I complained to my therapist that my brain is trying to kill me. He thinks it is just afraid, and again, that I am not failing. I continue to try: to live, to combat the thoughts or at least try to detach from them. And that struggle has made me who I am. And he thinks that’s a pretty awesome person. Meanwhile, I’m still over here planning my death, but I AM still trying to live. Aren’t there better ways to make someone an awesome person? Asking for a friend…
I’m having a hard time telling anyone close to me about my suicidal thoughts. So my therapist told me to write about my feelings. I’m not talking about them because I don’t want them to be real, maybe? I don’t want the ECT to be wearing off? and I don’t want anyone to encourage me to do ECT again? All of that probably.
But I have to remind myself that I’m in a new place with my bipolar and its treatment. I’m in control of my treatment. And if I want to use only medications, then that’s my choice. And if my psychiatrist can’t find medication to help the OCD suicidal thoughts, then I’m back to discussing how to manage them with my therapist and using coping skills.

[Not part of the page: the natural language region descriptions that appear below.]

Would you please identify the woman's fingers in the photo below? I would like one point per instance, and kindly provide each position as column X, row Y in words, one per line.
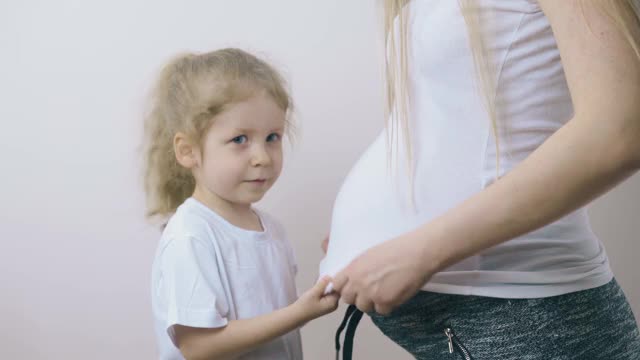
column 325, row 244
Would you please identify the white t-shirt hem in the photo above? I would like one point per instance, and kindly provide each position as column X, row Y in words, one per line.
column 520, row 291
column 197, row 319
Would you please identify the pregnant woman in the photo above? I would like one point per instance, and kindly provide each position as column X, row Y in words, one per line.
column 462, row 230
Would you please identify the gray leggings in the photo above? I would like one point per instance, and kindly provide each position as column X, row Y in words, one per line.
column 590, row 324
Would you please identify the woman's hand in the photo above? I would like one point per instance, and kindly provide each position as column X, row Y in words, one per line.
column 386, row 275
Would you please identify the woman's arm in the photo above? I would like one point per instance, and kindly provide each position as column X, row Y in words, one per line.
column 241, row 336
column 593, row 152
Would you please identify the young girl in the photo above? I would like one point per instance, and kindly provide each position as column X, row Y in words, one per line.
column 223, row 276
column 481, row 247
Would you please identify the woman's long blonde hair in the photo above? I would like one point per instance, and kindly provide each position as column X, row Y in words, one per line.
column 191, row 90
column 623, row 12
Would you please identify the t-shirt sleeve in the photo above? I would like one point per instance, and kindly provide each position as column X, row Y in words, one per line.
column 193, row 287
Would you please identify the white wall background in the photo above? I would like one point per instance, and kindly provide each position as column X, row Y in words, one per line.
column 76, row 251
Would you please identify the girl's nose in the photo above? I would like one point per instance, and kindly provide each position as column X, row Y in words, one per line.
column 260, row 157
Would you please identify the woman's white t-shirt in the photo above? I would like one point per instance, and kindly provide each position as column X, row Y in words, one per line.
column 455, row 154
column 208, row 272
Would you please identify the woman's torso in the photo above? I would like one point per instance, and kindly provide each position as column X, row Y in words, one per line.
column 454, row 154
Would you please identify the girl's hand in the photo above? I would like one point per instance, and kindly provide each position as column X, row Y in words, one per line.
column 313, row 303
column 386, row 275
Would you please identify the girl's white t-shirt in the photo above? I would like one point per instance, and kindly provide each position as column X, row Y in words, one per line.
column 207, row 272
column 455, row 155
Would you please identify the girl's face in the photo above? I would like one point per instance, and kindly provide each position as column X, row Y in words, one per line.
column 241, row 153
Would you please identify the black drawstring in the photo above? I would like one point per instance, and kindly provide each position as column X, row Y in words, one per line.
column 351, row 319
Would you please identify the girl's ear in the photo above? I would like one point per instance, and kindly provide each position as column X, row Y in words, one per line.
column 186, row 152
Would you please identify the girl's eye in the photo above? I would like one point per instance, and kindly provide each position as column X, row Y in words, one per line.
column 273, row 137
column 240, row 139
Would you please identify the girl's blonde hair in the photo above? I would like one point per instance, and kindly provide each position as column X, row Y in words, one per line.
column 191, row 90
column 623, row 12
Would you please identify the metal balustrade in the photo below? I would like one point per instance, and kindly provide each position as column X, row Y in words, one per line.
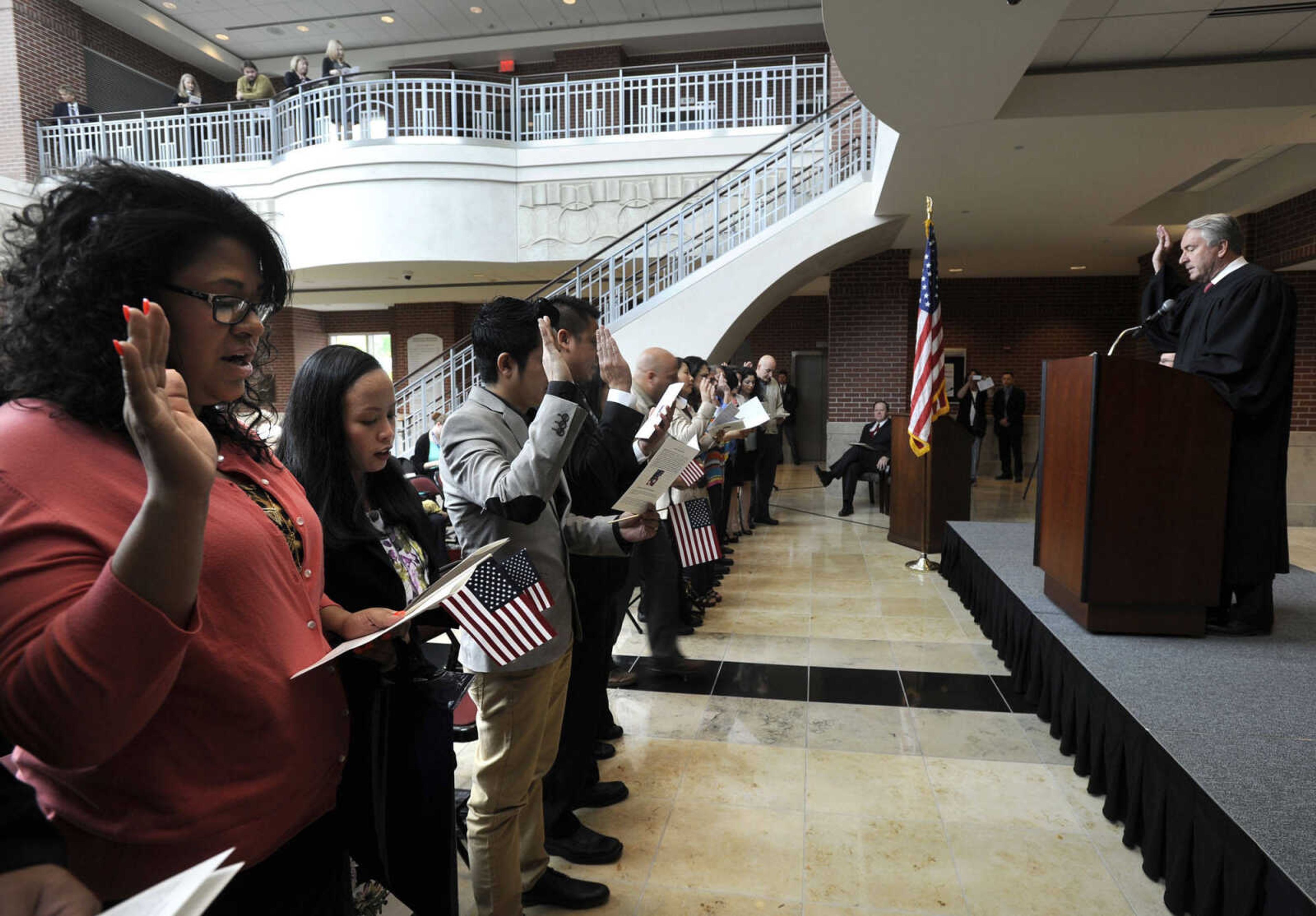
column 741, row 203
column 418, row 103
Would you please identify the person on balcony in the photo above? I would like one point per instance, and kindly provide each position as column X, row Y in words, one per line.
column 253, row 86
column 299, row 73
column 189, row 92
column 336, row 61
column 69, row 104
column 148, row 635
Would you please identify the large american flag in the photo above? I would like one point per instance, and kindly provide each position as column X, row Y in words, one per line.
column 697, row 537
column 489, row 611
column 522, row 572
column 928, row 398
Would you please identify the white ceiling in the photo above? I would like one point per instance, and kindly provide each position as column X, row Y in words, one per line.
column 1103, row 33
column 269, row 28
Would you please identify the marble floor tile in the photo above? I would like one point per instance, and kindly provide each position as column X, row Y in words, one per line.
column 639, row 824
column 999, row 794
column 1034, row 873
column 826, row 652
column 948, row 657
column 755, row 722
column 658, row 715
column 886, row 786
column 743, row 776
column 766, row 649
column 672, row 902
column 650, row 768
column 989, row 736
column 898, row 865
column 741, row 851
column 870, row 730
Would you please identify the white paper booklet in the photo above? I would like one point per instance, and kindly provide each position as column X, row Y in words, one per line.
column 657, row 475
column 186, row 894
column 668, row 400
column 447, row 586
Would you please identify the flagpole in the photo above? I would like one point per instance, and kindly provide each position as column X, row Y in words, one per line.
column 923, row 564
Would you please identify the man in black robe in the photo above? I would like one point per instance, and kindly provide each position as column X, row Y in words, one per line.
column 1235, row 325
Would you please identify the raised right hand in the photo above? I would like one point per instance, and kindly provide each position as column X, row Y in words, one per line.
column 177, row 449
column 1162, row 247
column 555, row 365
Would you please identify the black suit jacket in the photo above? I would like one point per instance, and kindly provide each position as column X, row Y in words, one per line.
column 979, row 424
column 1014, row 411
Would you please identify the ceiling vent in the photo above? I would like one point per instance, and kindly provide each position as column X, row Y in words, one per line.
column 1263, row 10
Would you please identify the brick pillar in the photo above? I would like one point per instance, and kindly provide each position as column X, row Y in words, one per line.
column 870, row 308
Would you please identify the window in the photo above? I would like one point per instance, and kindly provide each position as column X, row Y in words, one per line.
column 381, row 347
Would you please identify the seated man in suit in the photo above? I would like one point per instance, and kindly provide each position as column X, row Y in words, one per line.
column 872, row 453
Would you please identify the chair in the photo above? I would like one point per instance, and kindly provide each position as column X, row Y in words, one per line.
column 880, row 490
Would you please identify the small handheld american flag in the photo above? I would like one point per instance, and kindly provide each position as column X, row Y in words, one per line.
column 693, row 474
column 522, row 572
column 693, row 525
column 490, row 614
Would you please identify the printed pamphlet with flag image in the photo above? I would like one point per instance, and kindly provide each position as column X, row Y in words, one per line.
column 693, row 527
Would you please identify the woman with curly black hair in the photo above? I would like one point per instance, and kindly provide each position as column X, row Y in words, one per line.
column 161, row 573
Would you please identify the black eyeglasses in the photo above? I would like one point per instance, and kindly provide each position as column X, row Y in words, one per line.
column 230, row 310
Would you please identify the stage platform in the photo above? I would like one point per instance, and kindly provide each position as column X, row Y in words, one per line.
column 1203, row 748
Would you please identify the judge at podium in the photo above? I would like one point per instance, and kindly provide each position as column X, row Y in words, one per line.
column 1234, row 325
column 872, row 453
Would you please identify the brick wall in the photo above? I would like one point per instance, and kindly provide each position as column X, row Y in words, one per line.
column 870, row 314
column 48, row 39
column 799, row 323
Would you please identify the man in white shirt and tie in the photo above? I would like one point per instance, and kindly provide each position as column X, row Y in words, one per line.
column 872, row 453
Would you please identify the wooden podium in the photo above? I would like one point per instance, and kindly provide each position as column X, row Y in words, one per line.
column 948, row 464
column 1131, row 494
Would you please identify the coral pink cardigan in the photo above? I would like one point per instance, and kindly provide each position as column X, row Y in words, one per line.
column 153, row 747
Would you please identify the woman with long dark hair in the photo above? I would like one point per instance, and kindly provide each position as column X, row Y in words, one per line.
column 161, row 574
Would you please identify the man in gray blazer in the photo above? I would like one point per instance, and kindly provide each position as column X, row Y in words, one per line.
column 502, row 475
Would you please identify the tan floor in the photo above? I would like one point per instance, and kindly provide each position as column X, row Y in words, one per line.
column 743, row 807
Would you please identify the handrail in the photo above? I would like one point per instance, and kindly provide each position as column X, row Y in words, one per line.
column 707, row 224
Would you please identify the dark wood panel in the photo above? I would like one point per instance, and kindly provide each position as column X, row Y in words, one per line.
column 1062, row 495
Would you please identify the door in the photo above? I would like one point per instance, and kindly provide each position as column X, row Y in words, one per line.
column 808, row 374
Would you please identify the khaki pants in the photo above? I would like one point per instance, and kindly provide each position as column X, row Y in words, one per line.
column 519, row 723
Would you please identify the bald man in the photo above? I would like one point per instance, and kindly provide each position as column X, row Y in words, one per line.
column 769, row 440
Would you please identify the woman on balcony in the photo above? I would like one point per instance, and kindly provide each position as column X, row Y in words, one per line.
column 189, row 92
column 336, row 61
column 160, row 587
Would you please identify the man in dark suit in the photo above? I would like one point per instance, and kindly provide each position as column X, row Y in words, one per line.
column 790, row 402
column 872, row 453
column 973, row 416
column 69, row 104
column 1009, row 410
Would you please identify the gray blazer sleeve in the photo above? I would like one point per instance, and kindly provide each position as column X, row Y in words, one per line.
column 519, row 489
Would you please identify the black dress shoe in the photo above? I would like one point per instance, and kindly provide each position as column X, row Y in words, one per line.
column 1236, row 628
column 557, row 890
column 585, row 847
column 602, row 794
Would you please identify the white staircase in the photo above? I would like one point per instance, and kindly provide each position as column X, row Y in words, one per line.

So here I am using the writing coping skill as instructed by my therapist. I’ve got frequent images of one plan to kill myself in my head, and negative self-talk swirling through my mind. People would be better off without me, type of stuff. I can tell myself my brain is lying, but I still believe the negative self-talk for a while. And when the self-talk and images coincide – as they do regularly – I find myself rehearsing the plan, or starting and then stopping. I really don’t want to die, do I? It’s hard to tell. With all the crap in my head.
I haven’t been able to tell my family, or to contact the Crisis Text Line (741741) or the Natl Hotline (1800-273-TALK). Obviously I contacted my therapist, who told me to write at the minimum. I did tell my church and my online community of friends. After suffering in silence for two days. I’m tired of suffering and I’m scared to tell.
I feel… Balanced. Emotional. In the middle of the two poles, yet still experiencing polar emotions, such as highs where my thoughts zoom and my feelings soar and influence decisions, as well as lows where I again contemplate suicide though never with intent. But I’m never high enough or low enough or there long enough for it to be a mood state.
I haven’t had anything to “talk” about here with my mood so stable. I even had nothing to talk about at my last therapist appointment. Cool changes are going on in my life – new nutritious eating, trying some additional exercise, a new organization membership. All good things, and nothing too particularly about bipolar to write about.
Except maybe this? I’ve talked with a couple people in academia about what I could expect as a PhD student and adjunct or tenured professor so I can decide if I can expect it of myself with this limited brain. I know that “limited brain” sounds like negative self-talk, but in this case it’s self-care because I am learning to accept my limitations and have realistic expectations of myself. A couple of the limitations I have now are that I don’t remember what I read very well (fiction is easier than non-fiction!), and that in conversations or when asked a question I have a hard time coming up with an answer or sorting my thoughts out to sound coherent or finding the right word. So I have a lot to think about to decide if I can do PhD work.
Let’s just enjoy my normal and hope it lasts a while!